Opinión: Los silencios del artículo “Si hay patadas, hay pa´ todos”

Por: Hugo Vargas González

El periódico La Nación publicó un artículo titulado «Si hay patadas, hay pa’ todos». Recomiendo su lectura como un manifiesto de la histórica línea ideológica de ese medio de comunicación.

Por eso, nada extraña su énfasis en atacar al empleo público, impulsando indistintamente, en estos tiempos de crisis, la reducción temporal de los salarios públicos hasta en un 50% o el cierre temporal de «instituciones que no satisfagan un fin social».

Como contribución al debate sobre lo que, desde el neoliberalismo, se entiende como «solidaridad» o como «fin social», es necesario identificar los silencios en el articulo en cuestión. Nada se indica sobre el aporte que podría dar el sector financiero en rubros como disminución de tasas de interés, ampliación del plazo de vencimiento o condonación de deudas a PYMES, o sobre la reducción de las comisiones por el uso de datáfonos o la disminución de tasas de usura según los estándares en otros países. ¡Pero nada dicen!

Y ante una crisis de salud tan seria, ¿no es el momento propicio para impulsar medidas excepcionales que abaraten el precio de los medicamentos?
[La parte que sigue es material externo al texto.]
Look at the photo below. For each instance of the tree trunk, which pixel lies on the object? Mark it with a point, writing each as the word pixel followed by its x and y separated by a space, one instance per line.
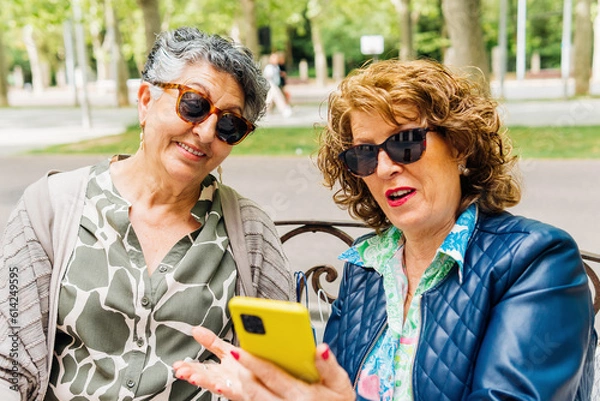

Qué decepción, en ese artículo nada se dice al respecto. Y eso que nos encontramos en una coyuntura donde este tema es, sin duda, central.

Pero si de sacrificios se trata, impulsar una reducción de un 50% del salario, y que para muchos es su único patrimonio, obliga también a considerar que los más ricos podrían hacer un aporte solidario en la misma línea. ¿Qué tal pedir que los 85 millonarios que La Nación nos informó, en 2012, acumulaban en conjunto 12 mil millones de dólares, aportaran un 10% de su capital? ¡Soló el 10%! Porque pareciera coherente, en ese genuino espíritu de solidaridad que impulsa el medio de comunicación, que si un concerje o una oficinista deba sacrificar el 50% de su salario, siendo éste a veces su único patrimonio, a quienes les sobra demasiado hagan algo similar.

Sin duda esta crisis llama a tomar medidas. Pero que no sean los más vulnerables quienes deban asumir el mayor peso.